Applying Faith Development Theory for the Teaching of Religious Education: Sharing Knowledge to Benefit Religious Educators

Andrews Acquah, Ebenezer Boakye

Abstract


The aim of this paper is to discuss the implication of the faith development theory for the teaching of religious education. In his distinction, Fowler stated that faith and religion are not synonymous and should not be considered as such. Hence, faith is defined as a generic feature of the human struggle to find and maintain meaning. Fowler holds that faith permeates and informs our way of being in relation to our neighbours, and to the causes and companions of our lives. The zero stage of faith development occurs in the first preverbal year of life and it provides the foundation of trust and mistrust on which all later faith builds. In the first stage of faith development, morality is learned through experiences, stories, images and the people that the child comes in contact with.

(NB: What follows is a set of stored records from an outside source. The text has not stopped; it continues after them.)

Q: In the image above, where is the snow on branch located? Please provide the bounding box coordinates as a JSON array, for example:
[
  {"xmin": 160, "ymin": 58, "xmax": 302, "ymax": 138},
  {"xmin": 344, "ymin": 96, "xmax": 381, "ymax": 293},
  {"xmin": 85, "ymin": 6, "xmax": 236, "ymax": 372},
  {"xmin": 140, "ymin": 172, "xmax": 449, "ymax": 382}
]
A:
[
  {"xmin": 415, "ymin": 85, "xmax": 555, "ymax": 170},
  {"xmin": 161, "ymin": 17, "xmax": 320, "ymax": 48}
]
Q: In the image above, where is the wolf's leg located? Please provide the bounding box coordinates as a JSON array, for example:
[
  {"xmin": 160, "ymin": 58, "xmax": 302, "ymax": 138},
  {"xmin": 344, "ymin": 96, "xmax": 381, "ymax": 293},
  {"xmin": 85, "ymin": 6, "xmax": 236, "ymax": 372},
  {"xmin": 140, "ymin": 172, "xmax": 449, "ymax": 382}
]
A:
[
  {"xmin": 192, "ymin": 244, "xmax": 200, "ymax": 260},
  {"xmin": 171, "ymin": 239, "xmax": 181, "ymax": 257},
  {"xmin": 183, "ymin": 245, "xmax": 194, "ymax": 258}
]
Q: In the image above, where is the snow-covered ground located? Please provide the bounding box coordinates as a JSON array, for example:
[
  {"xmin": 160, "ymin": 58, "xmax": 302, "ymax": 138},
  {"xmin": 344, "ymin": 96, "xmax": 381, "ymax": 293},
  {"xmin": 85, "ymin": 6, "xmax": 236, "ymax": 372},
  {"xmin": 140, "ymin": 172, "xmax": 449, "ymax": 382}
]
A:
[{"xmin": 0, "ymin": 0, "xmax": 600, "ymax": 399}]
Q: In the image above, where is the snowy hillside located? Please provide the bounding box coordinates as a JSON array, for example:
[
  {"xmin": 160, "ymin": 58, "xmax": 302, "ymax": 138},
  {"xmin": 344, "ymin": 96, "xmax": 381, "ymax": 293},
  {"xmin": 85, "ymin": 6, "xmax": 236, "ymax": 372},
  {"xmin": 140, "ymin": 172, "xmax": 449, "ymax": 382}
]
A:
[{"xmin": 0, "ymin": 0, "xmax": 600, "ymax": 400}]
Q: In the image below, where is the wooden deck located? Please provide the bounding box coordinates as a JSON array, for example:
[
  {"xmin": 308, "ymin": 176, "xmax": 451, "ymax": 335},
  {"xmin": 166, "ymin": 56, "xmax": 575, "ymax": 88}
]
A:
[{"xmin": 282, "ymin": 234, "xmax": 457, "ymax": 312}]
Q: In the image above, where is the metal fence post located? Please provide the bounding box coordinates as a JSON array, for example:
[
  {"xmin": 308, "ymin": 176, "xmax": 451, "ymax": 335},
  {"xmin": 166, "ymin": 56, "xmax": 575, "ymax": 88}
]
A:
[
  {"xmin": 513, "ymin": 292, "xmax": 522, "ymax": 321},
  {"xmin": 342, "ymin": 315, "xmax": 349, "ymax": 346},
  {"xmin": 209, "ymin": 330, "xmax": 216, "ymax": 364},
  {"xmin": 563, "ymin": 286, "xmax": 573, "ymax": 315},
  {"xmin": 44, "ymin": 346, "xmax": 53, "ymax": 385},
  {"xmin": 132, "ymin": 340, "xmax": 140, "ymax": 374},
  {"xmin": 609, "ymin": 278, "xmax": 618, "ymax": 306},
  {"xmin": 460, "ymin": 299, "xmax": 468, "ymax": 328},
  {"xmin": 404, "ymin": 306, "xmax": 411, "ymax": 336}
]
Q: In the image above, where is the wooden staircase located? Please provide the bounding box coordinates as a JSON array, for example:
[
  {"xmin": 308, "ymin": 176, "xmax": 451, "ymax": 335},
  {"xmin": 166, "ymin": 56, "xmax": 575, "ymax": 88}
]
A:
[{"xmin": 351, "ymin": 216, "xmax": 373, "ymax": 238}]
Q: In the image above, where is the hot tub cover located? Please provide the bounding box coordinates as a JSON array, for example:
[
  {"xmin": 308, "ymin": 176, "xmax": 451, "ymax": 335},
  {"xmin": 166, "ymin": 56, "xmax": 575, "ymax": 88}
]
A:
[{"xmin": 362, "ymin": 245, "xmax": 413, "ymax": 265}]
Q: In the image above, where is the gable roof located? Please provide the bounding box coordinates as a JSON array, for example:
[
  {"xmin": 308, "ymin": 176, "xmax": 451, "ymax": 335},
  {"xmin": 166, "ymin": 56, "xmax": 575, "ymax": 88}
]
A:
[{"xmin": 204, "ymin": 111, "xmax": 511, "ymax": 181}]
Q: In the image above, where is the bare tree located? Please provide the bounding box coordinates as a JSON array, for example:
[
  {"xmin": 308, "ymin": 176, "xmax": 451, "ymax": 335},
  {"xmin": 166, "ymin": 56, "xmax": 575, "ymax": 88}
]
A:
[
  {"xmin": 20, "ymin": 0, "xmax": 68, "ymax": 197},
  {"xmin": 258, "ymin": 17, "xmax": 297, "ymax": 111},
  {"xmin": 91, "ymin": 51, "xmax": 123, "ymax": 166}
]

Stage two is characterized by seeing God as an anthropomorphic being in the sky. Stage three characterized by conformity to authority and the religious development of a personal identity. Stage four is characterized by two essential features namely; a critical distancing from one’s previously assumed value system and the emergence of executive ego. Individuals in stage five begin to realize the limits of logic and starts to accept the paradoxes or contradictory views in life. In the last stage of faith development, people typically exhibit qualities that shake our usual criteria of normalcy. Following the above stages, the strengths, weaknesses as well as the implications for the teaching of religious education have been identified and discussed systematically.

Keywords: faith development, holistic orientation, religion, religious education, teaching.